Face detection is among the most commonly used computer vision technologies. Authentication and acceptance based on dimensions can be used in many situations. The first stage of face recognition usually consists of detecting and locating faces in photographs or videos. The device output will benefit remarkably from an effective detection algorithm, and vice versa. Therefore, face detection is one of the key steps in the application of face recognition systems. Collecting photographs and videos is becoming increasingly easy, due to the proliferation of mobile devices and smart cameras. The computational power of such devices, however, is relatively small. The best solution to this problem will rely on finding algorithms that are quicker and more efficient.
A big concern observed in face detection is that the different face scales of detection accuracy varies significantly for the very same detector for one image. Currently, to solve this problem many face-detection methods have tried to address various scales by using multiple network architectures. Another way is to use the different levels of functions taken from the last few layers of the network.
The key explanation for this is that the algorithm can detect objects of multiple sizes. YOLOv3 has obtained the cutting edge performance on the COCO dataset. However, the output was not as good as expected when applied to face detection. On the one hand, the dimensions of anchor boxes in YOLOv3 appropriate for the COCO dataset are not usually appropriate for facial detection, on the other hand, facial detection only requires to detect and locate faces and do not need to identify 8 kinds of object types as in the COCO dataset. YOLOv3-based approach to face detection focuses primarily on the selection strategy of a series of more appropriate anchor boxes and using a novel loss function o solve this problem.. The proposed face detector YOLO-face based on YOLOv3 has a much better performance compared to YOLOv3 by training on the Broader FACE testing dataset.
1. Deeper darknet that outperforms darknet-53, particularly when detecting small faces is the backbone of the new architecture.
2. Loss of MSE and loss of GIoU mixed and proposed a new regression loss.
3. Anchor boxes are learned by clustering k-means which are more appropriate for face detection.
Fig.1 - Architecture of YOLO-face. The feature extraction network has 71 convolution layers, and it reduces the size of feature maps by the progressive stride 2 layers.

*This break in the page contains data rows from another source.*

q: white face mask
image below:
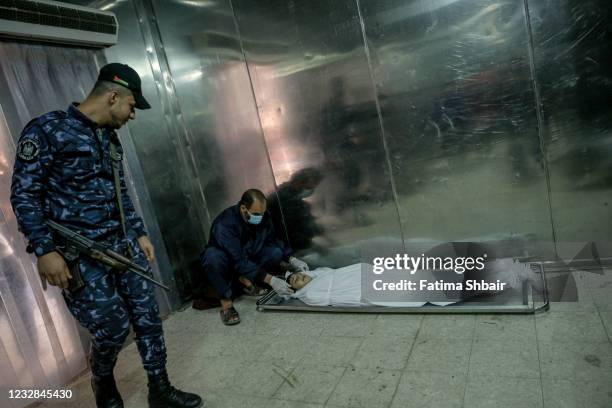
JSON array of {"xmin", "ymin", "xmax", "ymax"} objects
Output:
[
  {"xmin": 247, "ymin": 210, "xmax": 263, "ymax": 225},
  {"xmin": 300, "ymin": 190, "xmax": 314, "ymax": 198}
]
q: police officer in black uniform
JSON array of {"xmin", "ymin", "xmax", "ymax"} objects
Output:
[{"xmin": 11, "ymin": 63, "xmax": 202, "ymax": 408}]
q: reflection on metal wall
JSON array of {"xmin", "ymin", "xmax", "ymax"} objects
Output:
[
  {"xmin": 529, "ymin": 0, "xmax": 612, "ymax": 242},
  {"xmin": 148, "ymin": 0, "xmax": 275, "ymax": 217},
  {"xmin": 232, "ymin": 0, "xmax": 402, "ymax": 262},
  {"xmin": 0, "ymin": 42, "xmax": 94, "ymax": 406},
  {"xmin": 361, "ymin": 0, "xmax": 551, "ymax": 250}
]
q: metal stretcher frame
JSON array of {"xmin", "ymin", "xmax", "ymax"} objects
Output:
[{"xmin": 257, "ymin": 263, "xmax": 550, "ymax": 314}]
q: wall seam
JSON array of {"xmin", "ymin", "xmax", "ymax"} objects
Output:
[
  {"xmin": 355, "ymin": 0, "xmax": 406, "ymax": 251},
  {"xmin": 523, "ymin": 0, "xmax": 559, "ymax": 258}
]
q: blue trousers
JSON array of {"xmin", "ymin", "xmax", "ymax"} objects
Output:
[
  {"xmin": 63, "ymin": 238, "xmax": 166, "ymax": 377},
  {"xmin": 200, "ymin": 246, "xmax": 283, "ymax": 299}
]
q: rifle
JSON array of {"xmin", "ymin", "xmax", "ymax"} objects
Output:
[{"xmin": 45, "ymin": 220, "xmax": 170, "ymax": 291}]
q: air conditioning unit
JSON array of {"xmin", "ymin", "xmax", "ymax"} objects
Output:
[{"xmin": 0, "ymin": 0, "xmax": 119, "ymax": 48}]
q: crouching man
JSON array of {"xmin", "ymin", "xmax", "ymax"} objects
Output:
[{"xmin": 200, "ymin": 189, "xmax": 308, "ymax": 325}]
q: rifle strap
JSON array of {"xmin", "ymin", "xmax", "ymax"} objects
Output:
[{"xmin": 110, "ymin": 138, "xmax": 134, "ymax": 258}]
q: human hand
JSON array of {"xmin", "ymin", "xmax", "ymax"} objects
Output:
[
  {"xmin": 138, "ymin": 235, "xmax": 155, "ymax": 262},
  {"xmin": 289, "ymin": 256, "xmax": 310, "ymax": 272},
  {"xmin": 37, "ymin": 251, "xmax": 72, "ymax": 290},
  {"xmin": 270, "ymin": 276, "xmax": 293, "ymax": 296}
]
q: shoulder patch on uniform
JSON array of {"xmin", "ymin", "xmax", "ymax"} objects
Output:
[{"xmin": 17, "ymin": 139, "xmax": 40, "ymax": 162}]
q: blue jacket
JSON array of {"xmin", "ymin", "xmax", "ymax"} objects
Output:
[
  {"xmin": 11, "ymin": 105, "xmax": 146, "ymax": 256},
  {"xmin": 206, "ymin": 204, "xmax": 292, "ymax": 276}
]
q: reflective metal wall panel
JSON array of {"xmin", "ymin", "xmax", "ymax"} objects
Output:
[
  {"xmin": 359, "ymin": 0, "xmax": 552, "ymax": 252},
  {"xmin": 528, "ymin": 0, "xmax": 612, "ymax": 242},
  {"xmin": 147, "ymin": 0, "xmax": 275, "ymax": 217},
  {"xmin": 232, "ymin": 0, "xmax": 402, "ymax": 264}
]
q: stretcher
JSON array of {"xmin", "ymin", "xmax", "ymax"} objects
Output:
[{"xmin": 257, "ymin": 264, "xmax": 550, "ymax": 314}]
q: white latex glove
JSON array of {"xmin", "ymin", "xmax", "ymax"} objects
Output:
[
  {"xmin": 289, "ymin": 256, "xmax": 310, "ymax": 272},
  {"xmin": 270, "ymin": 276, "xmax": 293, "ymax": 296}
]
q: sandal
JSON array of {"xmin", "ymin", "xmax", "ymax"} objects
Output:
[
  {"xmin": 243, "ymin": 284, "xmax": 268, "ymax": 297},
  {"xmin": 219, "ymin": 306, "xmax": 240, "ymax": 326}
]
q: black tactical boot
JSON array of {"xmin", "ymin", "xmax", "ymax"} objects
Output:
[
  {"xmin": 149, "ymin": 373, "xmax": 202, "ymax": 408},
  {"xmin": 91, "ymin": 374, "xmax": 123, "ymax": 408}
]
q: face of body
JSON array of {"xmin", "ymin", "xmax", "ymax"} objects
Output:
[
  {"xmin": 240, "ymin": 200, "xmax": 267, "ymax": 224},
  {"xmin": 289, "ymin": 272, "xmax": 312, "ymax": 290},
  {"xmin": 108, "ymin": 90, "xmax": 136, "ymax": 129}
]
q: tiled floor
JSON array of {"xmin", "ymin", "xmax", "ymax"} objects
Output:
[{"xmin": 37, "ymin": 272, "xmax": 612, "ymax": 408}]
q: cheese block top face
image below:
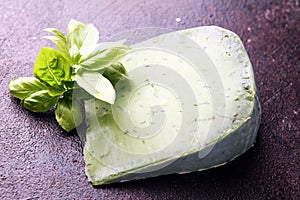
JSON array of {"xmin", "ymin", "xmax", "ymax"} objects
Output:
[{"xmin": 80, "ymin": 26, "xmax": 260, "ymax": 185}]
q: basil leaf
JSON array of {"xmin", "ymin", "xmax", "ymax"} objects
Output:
[
  {"xmin": 102, "ymin": 63, "xmax": 129, "ymax": 86},
  {"xmin": 33, "ymin": 47, "xmax": 71, "ymax": 86},
  {"xmin": 21, "ymin": 90, "xmax": 59, "ymax": 112},
  {"xmin": 67, "ymin": 20, "xmax": 99, "ymax": 63},
  {"xmin": 72, "ymin": 87, "xmax": 94, "ymax": 100},
  {"xmin": 42, "ymin": 28, "xmax": 71, "ymax": 59},
  {"xmin": 8, "ymin": 77, "xmax": 47, "ymax": 99},
  {"xmin": 79, "ymin": 41, "xmax": 130, "ymax": 71},
  {"xmin": 75, "ymin": 72, "xmax": 116, "ymax": 104},
  {"xmin": 68, "ymin": 19, "xmax": 84, "ymax": 34},
  {"xmin": 55, "ymin": 97, "xmax": 82, "ymax": 132}
]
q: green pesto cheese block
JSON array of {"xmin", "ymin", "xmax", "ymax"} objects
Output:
[{"xmin": 84, "ymin": 26, "xmax": 261, "ymax": 185}]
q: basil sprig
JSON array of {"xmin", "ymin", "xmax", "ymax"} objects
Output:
[{"xmin": 8, "ymin": 20, "xmax": 130, "ymax": 132}]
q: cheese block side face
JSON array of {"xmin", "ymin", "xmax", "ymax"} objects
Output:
[{"xmin": 84, "ymin": 26, "xmax": 260, "ymax": 185}]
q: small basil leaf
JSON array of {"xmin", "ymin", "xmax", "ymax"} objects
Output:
[
  {"xmin": 48, "ymin": 87, "xmax": 67, "ymax": 96},
  {"xmin": 33, "ymin": 47, "xmax": 71, "ymax": 86},
  {"xmin": 75, "ymin": 72, "xmax": 116, "ymax": 104},
  {"xmin": 8, "ymin": 77, "xmax": 47, "ymax": 99},
  {"xmin": 21, "ymin": 90, "xmax": 59, "ymax": 112},
  {"xmin": 102, "ymin": 63, "xmax": 129, "ymax": 86},
  {"xmin": 55, "ymin": 98, "xmax": 82, "ymax": 132},
  {"xmin": 72, "ymin": 87, "xmax": 94, "ymax": 100},
  {"xmin": 79, "ymin": 41, "xmax": 130, "ymax": 71}
]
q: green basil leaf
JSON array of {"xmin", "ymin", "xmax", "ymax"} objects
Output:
[
  {"xmin": 72, "ymin": 87, "xmax": 94, "ymax": 100},
  {"xmin": 21, "ymin": 90, "xmax": 59, "ymax": 112},
  {"xmin": 42, "ymin": 28, "xmax": 71, "ymax": 59},
  {"xmin": 75, "ymin": 72, "xmax": 116, "ymax": 104},
  {"xmin": 67, "ymin": 20, "xmax": 99, "ymax": 60},
  {"xmin": 102, "ymin": 63, "xmax": 129, "ymax": 86},
  {"xmin": 8, "ymin": 77, "xmax": 47, "ymax": 99},
  {"xmin": 55, "ymin": 98, "xmax": 82, "ymax": 132},
  {"xmin": 33, "ymin": 47, "xmax": 71, "ymax": 86},
  {"xmin": 79, "ymin": 41, "xmax": 130, "ymax": 71}
]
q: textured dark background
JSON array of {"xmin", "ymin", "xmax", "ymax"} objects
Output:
[{"xmin": 0, "ymin": 0, "xmax": 300, "ymax": 199}]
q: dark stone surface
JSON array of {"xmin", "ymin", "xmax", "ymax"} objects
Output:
[{"xmin": 0, "ymin": 0, "xmax": 300, "ymax": 199}]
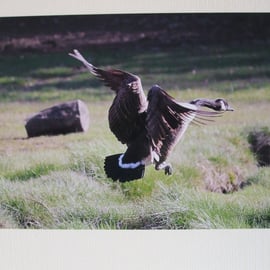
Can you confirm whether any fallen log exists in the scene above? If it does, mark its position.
[25,100,89,137]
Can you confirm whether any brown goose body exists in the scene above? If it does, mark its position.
[70,50,231,182]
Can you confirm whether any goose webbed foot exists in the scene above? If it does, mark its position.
[155,162,173,175]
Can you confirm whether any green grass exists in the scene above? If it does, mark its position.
[0,45,270,229]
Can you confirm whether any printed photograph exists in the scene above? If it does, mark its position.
[0,13,270,230]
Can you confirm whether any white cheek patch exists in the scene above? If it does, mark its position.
[118,154,142,169]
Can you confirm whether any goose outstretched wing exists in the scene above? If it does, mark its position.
[69,50,148,144]
[146,86,219,163]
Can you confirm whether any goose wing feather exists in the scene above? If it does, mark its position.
[146,87,219,163]
[69,50,148,144]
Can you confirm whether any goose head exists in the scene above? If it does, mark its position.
[213,98,234,111]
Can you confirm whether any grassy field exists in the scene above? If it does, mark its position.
[0,44,270,229]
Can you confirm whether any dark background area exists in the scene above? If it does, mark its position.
[0,13,270,53]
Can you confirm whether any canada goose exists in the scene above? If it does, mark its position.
[69,50,233,182]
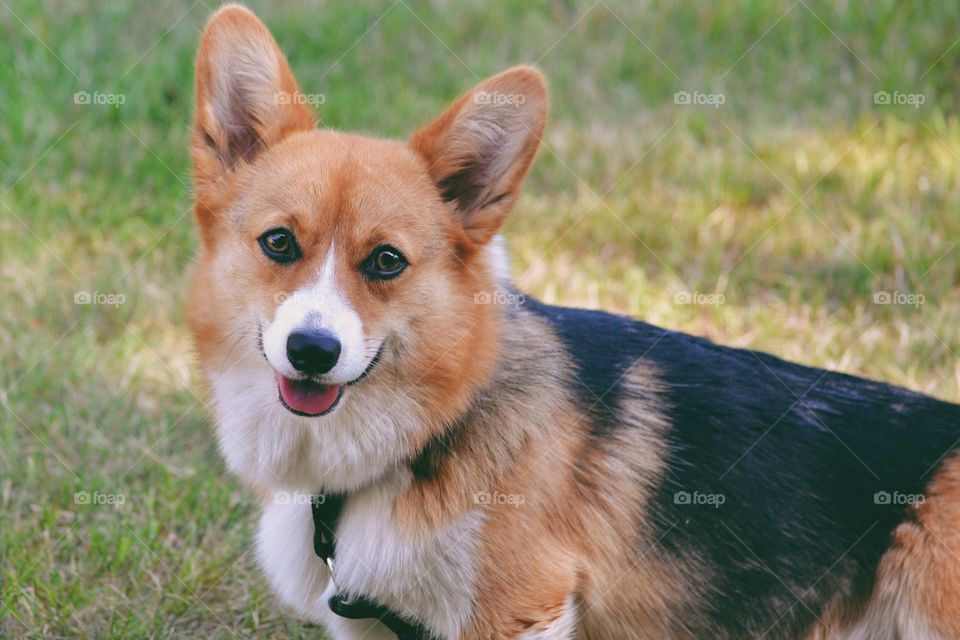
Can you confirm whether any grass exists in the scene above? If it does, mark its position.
[0,0,960,638]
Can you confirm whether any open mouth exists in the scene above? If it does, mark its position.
[274,344,383,418]
[277,374,344,417]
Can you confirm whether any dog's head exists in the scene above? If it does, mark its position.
[189,6,547,484]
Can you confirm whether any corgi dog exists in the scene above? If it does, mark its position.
[189,5,960,640]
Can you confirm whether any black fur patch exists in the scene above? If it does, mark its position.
[525,298,960,639]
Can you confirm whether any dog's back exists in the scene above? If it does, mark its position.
[526,301,960,638]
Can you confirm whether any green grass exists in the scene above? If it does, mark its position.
[0,0,960,638]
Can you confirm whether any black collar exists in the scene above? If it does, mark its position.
[310,493,435,640]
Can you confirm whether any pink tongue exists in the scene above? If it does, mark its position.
[277,375,342,416]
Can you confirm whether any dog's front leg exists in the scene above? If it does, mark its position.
[256,494,396,640]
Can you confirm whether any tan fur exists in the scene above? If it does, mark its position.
[189,6,960,640]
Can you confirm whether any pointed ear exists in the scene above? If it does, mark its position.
[191,5,314,188]
[410,67,547,244]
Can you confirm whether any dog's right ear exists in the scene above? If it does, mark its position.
[191,5,315,192]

The detection network has a structure similar to FPN for extracting features from different map scales.
Anchor Boxes
Each face labels are split into groups k using the IoU as anchor box width. Then take the mean values of the sizes of the k class anchor box as the centers of the current clusters. Repeat before convergence occurs. Set the initial cluster centers, k to 9, in our experiments. To suit face detection, the horizontal anchor boxes were vertically transposed.
Loss Function
During the training of the model, YOLO optimizes a multi-part loss function consisting of four parts, namely loss of regression, loss of trust, loss of classification, and loss of no item. Face detection however is a binary classification problem. To make the total loss function more appropriate for face detection we are revising the weights empirically to 2:1:0.5:0.5.
YOLOv3 vs YOLOv2 vs YOLO face
Fig2. Few examples of the effects of face detection. Left: YOLOv2 results, Middle: YOLOv3 observed effects. Right: YOLO-face results.
Conclusion:
Comparing with other detection models YOLO face performs better having high accuracy from long distance.
Reference: Chen, W., Huang, H., Peng, S, eta al. YOLO-face: a real-time face detector. Vis Comput(2020)
Thanks for sharing. Could you share source code or the weights of the model?